来島海峡大橋建設に貢献したパン屋さん
1993年1月(今から23年前)に来島海峡第二大橋の基礎となる5Pケーソンが設置されました。ケーソンとは、橋の土台となる大きな型枠のことです。設置場所は、来島海峡の中水道。最大潮流は10ノット。しかも、航路には潮の流れに乗った船舶が四六時中行き交う海の難所中の難所です。この難工事に挑む、当時の社員の発想が、日常生活の中でのあることがきっかけで見事工事を成功に導いたことを「今治工事事務所史」よりご紹介します。
その、発想の原点は、地元のパン屋さんにありました。そのきっかけが写真のドーナツです。
以下、今治工事事務所史の文中からの抜粋です。
・ケーソン下部にガイドリングを取り付け、あらかじめ設置現場に取り付けたガイド杭を利用して、限られた時間内で沈設する工法を採用。

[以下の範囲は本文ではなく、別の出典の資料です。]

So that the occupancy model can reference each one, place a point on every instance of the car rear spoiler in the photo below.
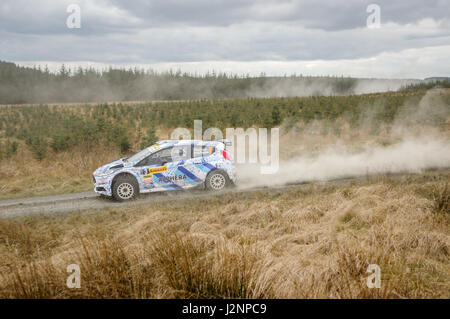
(225, 141)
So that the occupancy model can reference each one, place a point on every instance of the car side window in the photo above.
(202, 151)
(161, 157)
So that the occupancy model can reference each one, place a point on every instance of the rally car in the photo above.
(168, 165)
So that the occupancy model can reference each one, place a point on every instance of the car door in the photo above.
(154, 169)
(199, 166)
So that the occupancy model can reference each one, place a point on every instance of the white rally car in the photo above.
(168, 165)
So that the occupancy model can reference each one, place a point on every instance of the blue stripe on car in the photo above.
(189, 174)
(166, 185)
(209, 166)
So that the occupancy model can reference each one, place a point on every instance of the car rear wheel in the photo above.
(217, 181)
(125, 188)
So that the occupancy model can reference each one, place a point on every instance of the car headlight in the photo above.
(106, 173)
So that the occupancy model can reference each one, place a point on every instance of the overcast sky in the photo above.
(238, 36)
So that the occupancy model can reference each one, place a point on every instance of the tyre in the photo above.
(125, 188)
(217, 181)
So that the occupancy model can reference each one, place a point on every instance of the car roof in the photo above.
(168, 143)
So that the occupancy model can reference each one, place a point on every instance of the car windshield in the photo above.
(143, 154)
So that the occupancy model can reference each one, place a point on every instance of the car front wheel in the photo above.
(125, 188)
(217, 181)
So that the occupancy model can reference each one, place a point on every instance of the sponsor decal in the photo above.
(148, 181)
(148, 172)
(169, 179)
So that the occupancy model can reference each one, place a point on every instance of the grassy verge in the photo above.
(315, 241)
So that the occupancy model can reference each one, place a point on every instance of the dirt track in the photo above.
(89, 200)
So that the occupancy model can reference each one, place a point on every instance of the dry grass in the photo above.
(309, 242)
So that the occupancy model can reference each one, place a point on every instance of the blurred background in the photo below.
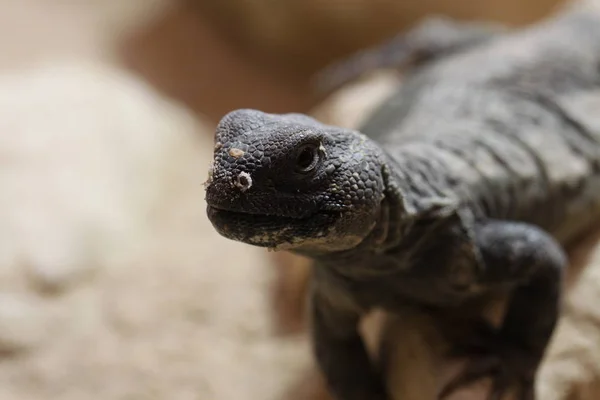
(113, 284)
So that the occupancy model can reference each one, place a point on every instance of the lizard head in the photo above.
(290, 182)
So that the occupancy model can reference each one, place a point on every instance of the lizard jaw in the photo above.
(273, 232)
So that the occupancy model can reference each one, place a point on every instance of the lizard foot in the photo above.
(491, 355)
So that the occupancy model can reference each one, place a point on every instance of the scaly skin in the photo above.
(464, 184)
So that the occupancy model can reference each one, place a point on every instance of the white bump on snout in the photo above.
(243, 181)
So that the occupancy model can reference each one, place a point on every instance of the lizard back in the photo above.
(511, 128)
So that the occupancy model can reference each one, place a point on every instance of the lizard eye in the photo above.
(307, 159)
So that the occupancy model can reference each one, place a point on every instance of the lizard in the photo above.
(467, 182)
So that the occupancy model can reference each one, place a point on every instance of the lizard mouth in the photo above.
(264, 230)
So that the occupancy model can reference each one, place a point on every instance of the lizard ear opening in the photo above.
(308, 158)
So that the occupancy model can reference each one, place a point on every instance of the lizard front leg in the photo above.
(430, 39)
(341, 353)
(529, 261)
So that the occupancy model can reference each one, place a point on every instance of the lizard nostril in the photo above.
(243, 181)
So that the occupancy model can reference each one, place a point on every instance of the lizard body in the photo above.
(463, 184)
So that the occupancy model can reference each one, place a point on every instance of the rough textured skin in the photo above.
(469, 180)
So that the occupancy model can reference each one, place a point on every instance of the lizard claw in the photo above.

・現地条件が厳しく、ガイド杭とガイドリングの摩擦抵抗でスムーズに沈設できない懸念があった。
ここで問題解決のきっかけとなったのが、朝ご飯を買いに通勤途中によったパン屋さんで売っていた「ドーナツ」でした。ドーナツの内側は曲面です。ガイド杭の表面も鋼管杭なので当然曲面です。曲面と曲面の接点は当然点接触になり接触面積が減るので、摩擦抵抗も軽減できます。
来島海峡大橋の建設に貢献したパン屋さんは、今治市内にある「こがねパン」です。昭和28年創業で、今も商売繁盛のようです。